Ben Stevens had started working for Veco in 1995, six years before Gov. Tony Knowles appointed him to fill a vacancy in the Senate.

"How am I supposed to say, 'Now that you're a senator, Ben, I can't give you more money,'" Allen testified at the trial of former House Speaker Pete Kott in 2007. "I couldn't do that."

As a legislator, Ben Stevens refused to say what "business services" he performed for Veco from 2002-2006, years when he was in the Legislature, because he wasn’t required to do so.

"I don't have to say that," Stevens responded when asked at a press conference in 2005. He met the requirements of the time by reporting the payments, though that law has now been changed.

Allen testified that the payments to Stevens were mainly for his work in the Legislature. In court documents against Allen and Smith, Ben Stevens was referred to as “State Senator B,” who received $243,250 from Veco, the exact amount Stevens reported to state officials in disclosure filings.

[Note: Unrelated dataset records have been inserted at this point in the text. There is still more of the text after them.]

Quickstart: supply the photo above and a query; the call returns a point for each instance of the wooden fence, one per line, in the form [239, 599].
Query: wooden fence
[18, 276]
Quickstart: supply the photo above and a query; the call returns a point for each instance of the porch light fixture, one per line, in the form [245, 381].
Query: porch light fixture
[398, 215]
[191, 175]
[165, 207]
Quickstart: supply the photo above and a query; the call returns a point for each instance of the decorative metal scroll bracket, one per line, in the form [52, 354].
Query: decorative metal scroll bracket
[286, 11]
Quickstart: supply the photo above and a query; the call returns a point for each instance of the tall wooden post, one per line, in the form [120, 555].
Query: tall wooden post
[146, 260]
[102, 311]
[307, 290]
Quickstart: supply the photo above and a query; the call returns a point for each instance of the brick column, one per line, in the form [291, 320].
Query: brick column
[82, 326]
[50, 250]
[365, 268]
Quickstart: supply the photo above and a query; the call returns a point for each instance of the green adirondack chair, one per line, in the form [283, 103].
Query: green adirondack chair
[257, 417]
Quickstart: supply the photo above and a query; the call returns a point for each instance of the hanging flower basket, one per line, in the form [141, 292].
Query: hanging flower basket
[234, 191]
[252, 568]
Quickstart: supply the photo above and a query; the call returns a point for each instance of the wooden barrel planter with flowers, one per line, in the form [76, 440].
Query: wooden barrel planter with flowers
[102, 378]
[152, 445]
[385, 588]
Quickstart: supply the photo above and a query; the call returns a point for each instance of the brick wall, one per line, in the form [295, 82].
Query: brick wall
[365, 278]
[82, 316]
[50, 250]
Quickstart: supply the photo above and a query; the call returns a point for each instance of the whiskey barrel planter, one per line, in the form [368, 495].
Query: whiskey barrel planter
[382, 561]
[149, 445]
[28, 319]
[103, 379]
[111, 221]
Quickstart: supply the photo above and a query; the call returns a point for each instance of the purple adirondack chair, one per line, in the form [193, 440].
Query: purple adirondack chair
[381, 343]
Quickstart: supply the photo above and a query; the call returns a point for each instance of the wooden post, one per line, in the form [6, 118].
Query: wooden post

Allen said the money paid to Stevens was not for consulting, but for "giving advice, lobbying colleagues, and taking official acts in matters before the Legislature." Allen promised Stevens he would give him a job as an executive after the left the Legislature, according to the government.

Stevens fought for lower oil tax rates in the Legislature, which is what Allen wanted as well.

Allen, once a revered figure in the world of Alaska Republicans, did time in federal prison in 2010-2011 for bribing lawmakers and cheating on taxes.

The multiyear federal corruption probe collapsed after the conviction of Sen. Ted Stevens was tossed out because of misconduct by the prosecutors.

Ted Stevens had been convicted of not reporting gifts, but prosecutors had withheld information that might have helped Stevens and undermined Allen's credibility as a witness.

The state never mounted an investigation of its own into political corruption, ignoring what was revealed by the federal effort and pretending that there was no need for any more digging.

The state never acted upon what the FBI learned from wiretapped phone calls and the camera hidden inside a lamp in Room 604 of the Baranof Hotel in Juneau. That was where Allen and his top lieutenant, Rick Smith, met with legislators to try to force decisions favorable to the oil industry, which was good for Veco.

In the recordings made public as part of the investigation, the name of Ben Stevens came up on numerous occasions. The Veco executives spoke of him as one of their two most important allies.